Presente na manifestação, a assistente social Edina Amato, do CAPS AD Boa Vista, afirmou: “hoje, estamos gritando pelo direito da pessoa escolher o tratamento, pelo direito à liberdade do cidadão. Liberdade esta que é um dos princípios do Serviço Social”. Ela afirma que o tratamento via manicômio deve ser terminantemente combatido e vê que o melhor caminho é o fortalecimento dos mecanismos previstos na Política Nacional de Saúde Mental, Álcool e outras Drogas. “Em nossa unidade já vi pessoas chegando muito debilitadas e com vínculos rompidos. E a partir do projeto terapêutico de tratamento traçado em conjunto por profissionais e usuários estas pessoas foram resgatando vínculos familiares, voltaram a trabalhar e resgataram a dignidade”.

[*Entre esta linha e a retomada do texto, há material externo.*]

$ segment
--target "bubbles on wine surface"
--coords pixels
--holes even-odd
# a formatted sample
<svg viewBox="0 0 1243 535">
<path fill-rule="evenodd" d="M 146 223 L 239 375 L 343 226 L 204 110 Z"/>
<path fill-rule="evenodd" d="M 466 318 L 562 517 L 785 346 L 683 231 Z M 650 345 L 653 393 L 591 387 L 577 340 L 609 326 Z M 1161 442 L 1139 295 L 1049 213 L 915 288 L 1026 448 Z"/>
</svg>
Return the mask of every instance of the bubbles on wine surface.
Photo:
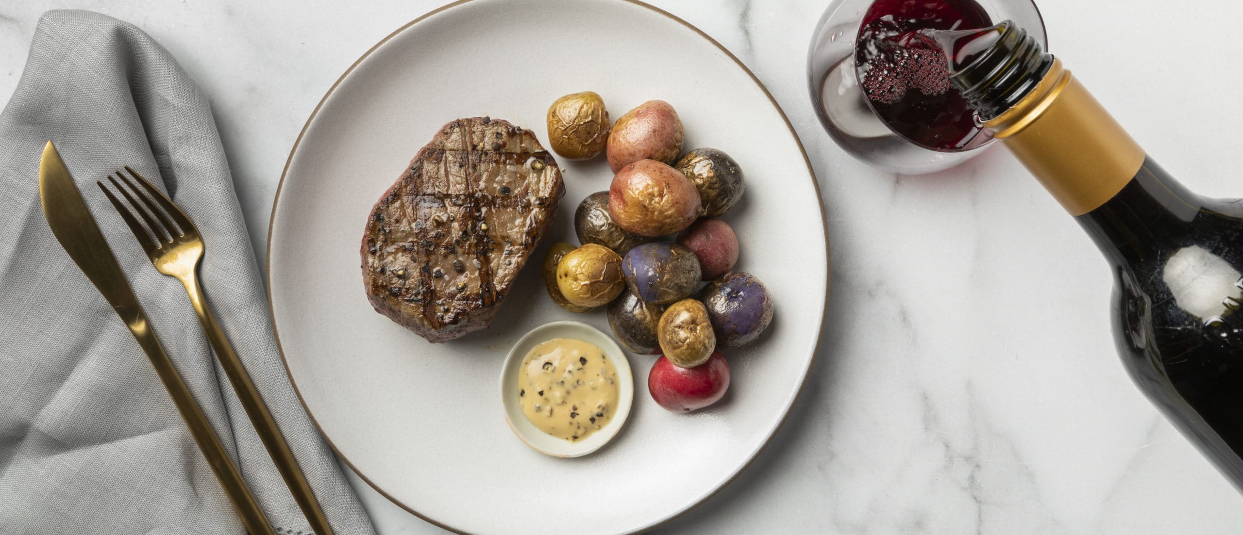
<svg viewBox="0 0 1243 535">
<path fill-rule="evenodd" d="M 874 61 L 863 76 L 868 98 L 884 104 L 896 103 L 907 91 L 933 96 L 943 94 L 952 87 L 945 58 L 936 50 L 924 47 L 897 48 Z"/>
<path fill-rule="evenodd" d="M 855 40 L 855 68 L 876 117 L 894 133 L 933 150 L 965 150 L 989 139 L 950 82 L 940 45 L 920 30 L 988 27 L 975 0 L 876 0 Z"/>
</svg>

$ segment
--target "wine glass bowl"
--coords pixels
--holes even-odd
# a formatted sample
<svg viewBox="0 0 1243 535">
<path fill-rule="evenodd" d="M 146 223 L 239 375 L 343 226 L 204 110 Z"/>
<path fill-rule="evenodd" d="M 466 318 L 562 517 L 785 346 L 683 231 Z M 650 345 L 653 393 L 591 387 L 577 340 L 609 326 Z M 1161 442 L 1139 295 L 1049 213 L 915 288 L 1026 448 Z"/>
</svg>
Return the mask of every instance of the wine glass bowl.
<svg viewBox="0 0 1243 535">
<path fill-rule="evenodd" d="M 859 58 L 866 57 L 866 51 L 864 56 L 856 55 L 855 45 L 861 32 L 874 30 L 870 24 L 876 20 L 875 14 L 869 20 L 865 17 L 874 4 L 884 1 L 834 0 L 820 17 L 807 57 L 808 88 L 820 124 L 851 156 L 886 171 L 926 174 L 967 161 L 989 146 L 993 139 L 992 133 L 978 123 L 975 112 L 963 106 L 957 91 L 921 88 L 935 93 L 933 97 L 916 99 L 914 106 L 899 102 L 895 107 L 895 99 L 878 96 L 886 88 L 894 91 L 892 84 L 876 76 L 881 72 L 888 76 L 888 68 L 892 66 L 873 66 L 865 61 L 866 67 L 859 68 Z M 1009 19 L 1048 47 L 1044 21 L 1032 0 L 953 0 L 952 4 L 967 7 L 962 10 L 967 25 L 983 22 L 981 27 L 984 27 Z M 865 27 L 865 24 L 869 26 Z M 869 72 L 869 68 L 880 71 Z M 902 84 L 900 81 L 896 83 Z M 952 139 L 938 143 L 935 139 L 941 134 L 927 135 L 931 130 L 919 124 L 925 115 L 929 122 L 935 117 L 941 130 L 952 132 Z"/>
</svg>

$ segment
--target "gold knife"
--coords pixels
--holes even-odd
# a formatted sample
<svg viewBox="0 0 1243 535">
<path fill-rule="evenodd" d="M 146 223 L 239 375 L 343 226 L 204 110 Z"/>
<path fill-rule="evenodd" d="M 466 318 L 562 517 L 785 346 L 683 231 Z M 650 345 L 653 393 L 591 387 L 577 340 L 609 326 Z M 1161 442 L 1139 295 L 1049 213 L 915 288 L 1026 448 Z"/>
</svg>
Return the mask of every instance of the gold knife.
<svg viewBox="0 0 1243 535">
<path fill-rule="evenodd" d="M 190 436 L 199 444 L 203 456 L 208 458 L 208 464 L 215 472 L 216 479 L 220 480 L 225 494 L 229 495 L 229 500 L 237 510 L 242 525 L 255 535 L 275 535 L 267 516 L 259 508 L 255 495 L 251 494 L 241 473 L 237 472 L 237 467 L 229 458 L 224 444 L 220 443 L 220 437 L 211 429 L 208 417 L 203 415 L 199 403 L 194 401 L 190 390 L 186 389 L 177 367 L 173 366 L 173 361 L 169 360 L 159 339 L 155 338 L 155 331 L 147 321 L 143 307 L 138 304 L 138 297 L 134 295 L 133 288 L 126 281 L 126 273 L 121 271 L 121 264 L 112 254 L 112 248 L 103 238 L 103 232 L 99 232 L 99 226 L 91 216 L 91 210 L 87 209 L 82 192 L 73 184 L 73 178 L 70 176 L 70 170 L 65 166 L 65 161 L 61 160 L 52 142 L 47 142 L 47 145 L 44 146 L 44 156 L 39 163 L 39 199 L 44 204 L 44 217 L 47 218 L 47 226 L 52 228 L 52 235 L 65 247 L 65 252 L 70 254 L 73 263 L 82 269 L 82 273 L 86 273 L 86 277 L 94 283 L 103 298 L 112 304 L 112 309 L 126 321 L 129 331 L 138 340 L 138 345 L 147 353 L 152 366 L 155 367 L 155 374 L 164 382 L 169 397 L 173 398 L 173 405 L 177 405 L 181 418 L 185 420 L 185 426 L 190 428 Z"/>
</svg>

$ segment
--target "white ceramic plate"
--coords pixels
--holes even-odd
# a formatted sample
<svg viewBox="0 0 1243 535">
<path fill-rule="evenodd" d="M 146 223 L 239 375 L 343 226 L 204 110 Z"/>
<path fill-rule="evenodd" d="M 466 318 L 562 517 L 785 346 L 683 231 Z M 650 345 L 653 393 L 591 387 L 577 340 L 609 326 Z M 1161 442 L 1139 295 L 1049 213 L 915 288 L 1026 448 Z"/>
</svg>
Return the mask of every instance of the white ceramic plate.
<svg viewBox="0 0 1243 535">
<path fill-rule="evenodd" d="M 717 405 L 660 408 L 650 355 L 630 355 L 625 428 L 580 458 L 543 456 L 505 423 L 496 377 L 532 328 L 574 319 L 608 331 L 602 310 L 572 314 L 544 294 L 548 243 L 576 241 L 578 201 L 608 189 L 603 158 L 558 159 L 567 195 L 536 261 L 487 330 L 429 344 L 372 310 L 358 243 L 372 205 L 446 122 L 491 115 L 547 142 L 557 97 L 595 91 L 613 118 L 671 103 L 685 148 L 715 146 L 746 173 L 726 220 L 738 268 L 766 283 L 776 319 L 757 344 L 726 351 Z M 547 146 L 547 143 L 544 143 Z M 270 299 L 290 376 L 337 453 L 397 504 L 464 533 L 617 534 L 660 524 L 711 497 L 768 442 L 815 353 L 828 287 L 819 194 L 777 104 L 725 48 L 650 6 L 623 0 L 471 0 L 404 26 L 329 89 L 290 155 L 272 209 Z M 589 509 L 589 524 L 559 524 Z"/>
</svg>

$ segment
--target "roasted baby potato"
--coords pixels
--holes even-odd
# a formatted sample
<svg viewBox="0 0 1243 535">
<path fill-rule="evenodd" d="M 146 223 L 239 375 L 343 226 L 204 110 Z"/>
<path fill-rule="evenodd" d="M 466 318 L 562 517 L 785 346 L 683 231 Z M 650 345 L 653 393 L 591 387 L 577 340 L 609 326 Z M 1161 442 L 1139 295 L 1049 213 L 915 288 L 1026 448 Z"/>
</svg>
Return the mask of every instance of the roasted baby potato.
<svg viewBox="0 0 1243 535">
<path fill-rule="evenodd" d="M 700 194 L 705 217 L 720 217 L 742 199 L 742 168 L 717 149 L 695 149 L 674 165 Z"/>
<path fill-rule="evenodd" d="M 622 257 L 598 243 L 571 251 L 557 262 L 557 288 L 579 307 L 605 304 L 625 289 Z"/>
<path fill-rule="evenodd" d="M 613 176 L 609 215 L 623 230 L 640 236 L 665 236 L 699 217 L 700 195 L 676 169 L 656 160 L 639 160 Z"/>
<path fill-rule="evenodd" d="M 656 329 L 665 305 L 648 303 L 630 292 L 609 303 L 609 326 L 618 341 L 639 355 L 651 355 L 660 348 Z"/>
<path fill-rule="evenodd" d="M 569 312 L 587 312 L 590 307 L 579 307 L 574 303 L 566 300 L 566 295 L 561 294 L 561 288 L 557 287 L 557 263 L 566 256 L 566 253 L 574 251 L 577 247 L 566 242 L 553 243 L 548 248 L 548 253 L 544 254 L 544 262 L 541 273 L 544 278 L 544 289 L 548 290 L 548 297 L 552 298 L 553 303 L 557 303 L 561 308 Z"/>
<path fill-rule="evenodd" d="M 622 261 L 630 293 L 648 303 L 672 303 L 699 288 L 700 262 L 691 250 L 677 243 L 651 242 L 638 246 Z"/>
<path fill-rule="evenodd" d="M 617 173 L 639 160 L 672 164 L 682 151 L 682 120 L 665 101 L 648 101 L 613 123 L 609 168 Z"/>
<path fill-rule="evenodd" d="M 659 340 L 665 357 L 676 366 L 695 367 L 707 362 L 716 349 L 716 334 L 704 303 L 682 299 L 660 317 Z"/>
<path fill-rule="evenodd" d="M 626 232 L 613 221 L 609 214 L 609 192 L 597 191 L 583 199 L 574 211 L 574 233 L 579 243 L 599 243 L 625 256 L 634 246 L 650 242 L 651 238 Z"/>
<path fill-rule="evenodd" d="M 691 250 L 700 259 L 704 281 L 712 281 L 733 269 L 738 262 L 738 236 L 730 223 L 701 218 L 677 235 L 677 245 Z"/>
<path fill-rule="evenodd" d="M 609 112 L 590 91 L 567 94 L 548 107 L 548 143 L 571 160 L 595 158 L 609 140 Z"/>
<path fill-rule="evenodd" d="M 726 348 L 747 345 L 759 338 L 773 320 L 768 289 L 750 273 L 730 273 L 700 290 L 717 339 Z"/>
</svg>

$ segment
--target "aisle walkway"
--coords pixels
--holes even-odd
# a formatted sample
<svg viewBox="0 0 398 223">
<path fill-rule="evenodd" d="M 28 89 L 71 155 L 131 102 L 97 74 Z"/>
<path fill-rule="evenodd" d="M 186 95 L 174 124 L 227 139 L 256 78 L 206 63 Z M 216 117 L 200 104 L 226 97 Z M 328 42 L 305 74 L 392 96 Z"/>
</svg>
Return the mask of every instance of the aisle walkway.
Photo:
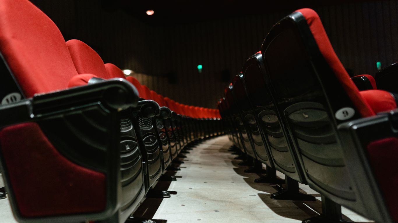
<svg viewBox="0 0 398 223">
<path fill-rule="evenodd" d="M 270 199 L 270 194 L 277 191 L 275 186 L 253 183 L 258 175 L 244 173 L 247 167 L 237 165 L 236 156 L 228 151 L 231 144 L 223 136 L 194 148 L 183 160 L 181 171 L 168 173 L 175 174 L 177 181 L 156 185 L 170 191 L 172 197 L 146 198 L 135 215 L 158 219 L 157 223 L 299 223 L 321 211 L 319 200 Z M 320 199 L 308 186 L 300 187 Z M 345 209 L 343 213 L 354 221 L 370 221 Z M 0 200 L 0 223 L 15 222 L 8 200 Z"/>
<path fill-rule="evenodd" d="M 170 184 L 168 190 L 176 194 L 169 198 L 147 199 L 136 215 L 163 220 L 158 223 L 298 223 L 321 211 L 320 196 L 305 185 L 300 185 L 303 192 L 320 200 L 270 198 L 277 191 L 275 186 L 253 183 L 259 175 L 243 172 L 247 167 L 238 166 L 236 156 L 228 151 L 231 144 L 223 136 L 194 148 L 176 173 L 177 181 L 157 185 Z M 279 173 L 278 176 L 284 177 Z M 344 208 L 343 214 L 354 221 L 371 221 Z"/>
</svg>

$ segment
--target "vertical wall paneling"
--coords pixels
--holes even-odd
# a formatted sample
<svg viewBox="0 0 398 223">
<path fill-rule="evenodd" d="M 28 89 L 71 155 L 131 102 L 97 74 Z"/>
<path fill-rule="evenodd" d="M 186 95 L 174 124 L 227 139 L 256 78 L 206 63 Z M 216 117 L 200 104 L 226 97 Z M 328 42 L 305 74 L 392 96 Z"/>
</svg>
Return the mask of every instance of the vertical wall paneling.
<svg viewBox="0 0 398 223">
<path fill-rule="evenodd" d="M 273 24 L 290 12 L 276 9 L 152 26 L 106 1 L 32 1 L 54 21 L 66 40 L 85 42 L 105 63 L 133 70 L 142 84 L 165 96 L 213 108 L 228 83 L 222 80 L 223 72 L 229 72 L 232 79 L 241 71 Z M 373 75 L 377 61 L 384 67 L 398 61 L 397 3 L 369 0 L 314 8 L 338 56 L 353 75 Z M 197 69 L 199 64 L 202 73 Z M 169 83 L 170 75 L 176 83 Z"/>
</svg>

A manifestação desta quinta-feira movimentou a praça Rui Barbosa e seguiu até a Boca Maldita conclamando por direito à liberdade nos tratamentos na Saúde Mental. O CRESS-PR reforça o grito: “Por uma sociedade sem manicômios. Contra a manutenção de Valencius Wurch na coordenação geral de Saúde Mental, Álcool e Outras Drogas do Ministério da Saúde”.